10. Jupyter and Excel¶

In this lecture we will talk abot:

the relationship between Jupyter and Microsoft Excel;
loading tables from Excel files; and
writing tables to Excel files.

10.1. Why Jupyter, and why Excel¶

Microsoft Excel is the most popular spreadsheet program in the world. It owes its popularity to the fact that the table you are working on is right there in front of you, you can see it, you can click on a cell and enter a value or a formula. It is a typical representative of the What You See Is What You Get philosophy. So, why did we decide to focus this course on Jupyter?

Price. Microsoft Excel is a commercial product -- it costs money. In contrast to that Python, all of its accompanying libraries and Jupyter as the interactive environment are free of charge.
Clearly visible procedures. Data processing in Microsoft Excell consists of entering formulas into cells. If you are working with a table with intricate relationships between cells expressed by many complicated formulas spread out over the entire worksheet, it soon becomes almost impossible to track the flow of information and, more importantly, to understand, debug and improve the process. On the other hand, if the processing is expressed in terms of a programming language (such as Python), we do lose the What You See Is What You Get approach of Excel but gain much more in readability of the code. A clear procedure located in one place (a Jupyter cell or a Python file) and coded in a simple and expressive programming language can easily be checkt for errors, upgraded and shared.
Flexibility. Microsoft Excel is convenient for processing tables that are relatively small so that they can easily fit onto a few computer screens. Once you find yourself in the position where you have to process huge tables with thousands of rows and columns the advantages of scripting languages become obvious. Moreover, each Python distribution comes with a large entourage of libraries where most of the standard data processing algorithms have already been implemented.

Using clearly visible procedures that are not mingling with the data to be analyzed is the most efficient way to process data. This is the corner-stone of any approach to modern data processing.

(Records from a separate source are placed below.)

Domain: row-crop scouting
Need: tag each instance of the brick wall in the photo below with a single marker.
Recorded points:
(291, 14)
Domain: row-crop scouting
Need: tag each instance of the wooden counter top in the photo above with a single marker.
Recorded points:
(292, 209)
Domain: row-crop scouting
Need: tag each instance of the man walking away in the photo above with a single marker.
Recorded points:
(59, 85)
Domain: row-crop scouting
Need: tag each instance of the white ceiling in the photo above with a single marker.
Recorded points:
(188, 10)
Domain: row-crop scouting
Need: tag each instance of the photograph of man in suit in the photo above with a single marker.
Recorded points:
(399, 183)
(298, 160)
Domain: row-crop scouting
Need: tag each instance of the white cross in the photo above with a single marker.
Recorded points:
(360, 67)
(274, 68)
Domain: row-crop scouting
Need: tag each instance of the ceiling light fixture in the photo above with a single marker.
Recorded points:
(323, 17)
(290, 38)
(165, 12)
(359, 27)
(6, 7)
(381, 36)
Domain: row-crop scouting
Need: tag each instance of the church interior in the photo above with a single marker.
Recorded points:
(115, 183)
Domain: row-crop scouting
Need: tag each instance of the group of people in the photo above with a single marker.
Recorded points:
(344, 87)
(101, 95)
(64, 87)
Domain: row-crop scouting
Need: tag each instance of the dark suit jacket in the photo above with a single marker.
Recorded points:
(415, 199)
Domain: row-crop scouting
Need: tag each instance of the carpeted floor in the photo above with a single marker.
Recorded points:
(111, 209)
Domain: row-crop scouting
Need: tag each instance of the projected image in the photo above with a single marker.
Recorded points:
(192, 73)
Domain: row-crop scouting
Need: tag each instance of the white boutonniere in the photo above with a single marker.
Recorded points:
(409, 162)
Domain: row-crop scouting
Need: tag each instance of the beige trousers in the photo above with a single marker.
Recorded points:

10.2. Loading tables from local Excel files¶

Each Excel document consists of several worksheets. Each worksheet is a table which can be accessed through its name:

Worksheets

Because Microsoft Excel is the most popular spreadsheet program in the world the pandas library has a way to load a worksheet of an Excel document into a DataFrame. If an Excel document consists of several worksheets, we have to load it as several DataFrames -- one DataFrame per worksheet.

For example, the file data/Additives.xlsx has a single worksheet "E-numbers" which we load into a DataFrame straightforwardly:

In [1]:

import pandas as pd
additives = pd.read_excel("data/Additives.xlsx", sheet_name="E-numbers")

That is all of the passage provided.